The chief of Pikangikum First Nation said the community is remaining alert but residents who had to leave are heading home.

"There is no longer an imminent threat but we stress the importance of remaining cautious," Chief Amanda Sainnawap wrote on Facebook. "We are still waiting for the status of the fire to be under control."

Those who left on their own have begun to return and others who were taken to Manitoba have begun flying home, she said.

Nishnawbe Aski Nation, which represents 49 First Nations across northern Ontario, said residents will also be returning shortly from communities including Timmins, Pelican Falls, Smooth Rock Falls, Thunder Bay, Hearst, Cochrane, and Kapuskasing.

"Return flights are expected to take two weeks and those considered vulnerable will be the last to arrive back into the community," it said in a statement.

It also said telecommunications that were knocked out in the area have been restored by Bell Canada.

The Ministry of the Solicitor General said it is working with the federal government and the First Nation to help return residents.

Red Lake 14, as the fire is officially known, started in late May and triggered the evacuation of the First Nation that is home to about 2,000 people, located about 500 kilometres northwest of Thunder Bay, Ont.

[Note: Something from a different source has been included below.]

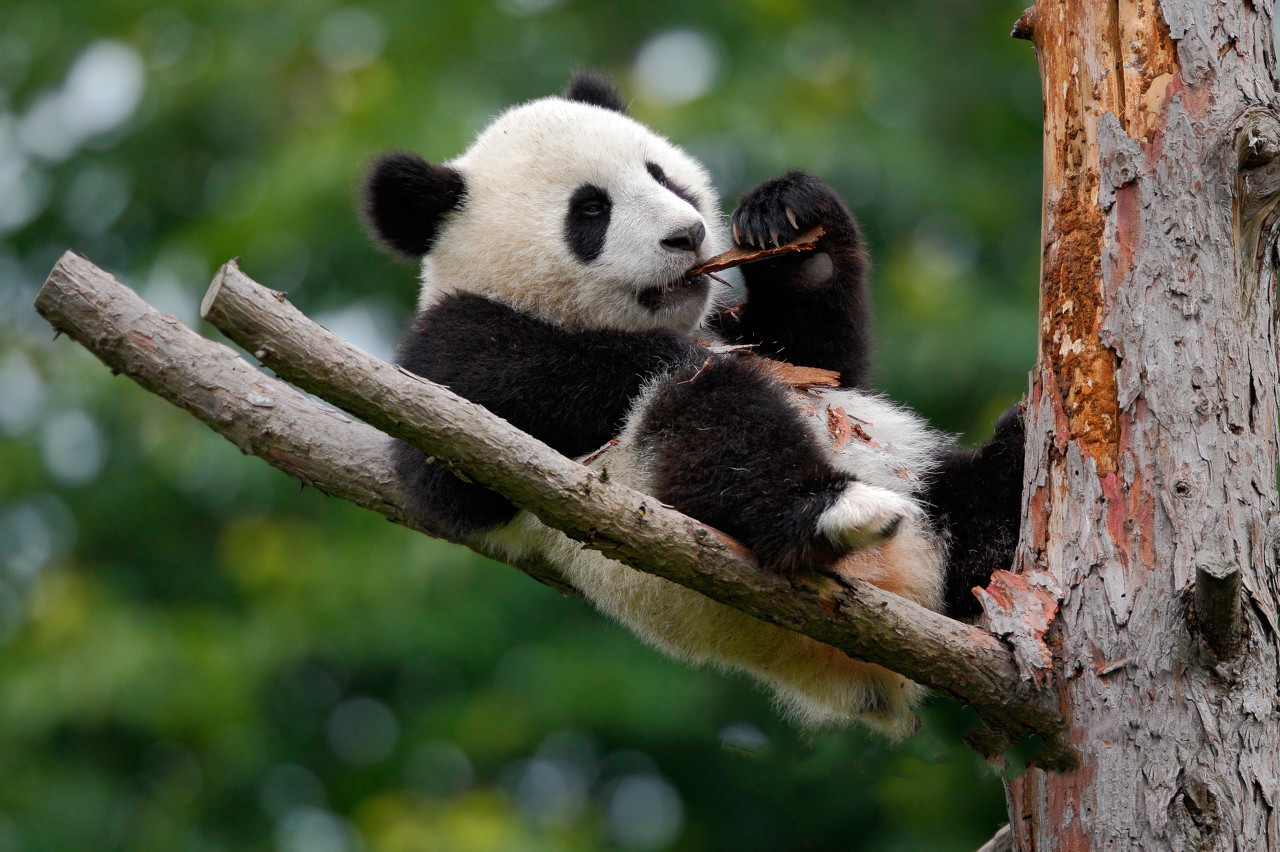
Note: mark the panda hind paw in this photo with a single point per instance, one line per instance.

The fire stands at 38 square kilometres in size and is considered "held," said Ministry of Natural Resources and Forestry spokeswoman Isabelle Chenard.

"It is not expected to get any larger," she said.

Chenard said 80 firefighters and 25 support staff are currently battling the fire.

"They're working to extinguish hot spots within the first 500 feet inside the perimeter," she said.

She said dryer weather is expected to move into the area in the next few days. But rain has helped several forest fires in the area over the past week.

"All the fires in the northwest have been relatively quiet," Chenard said.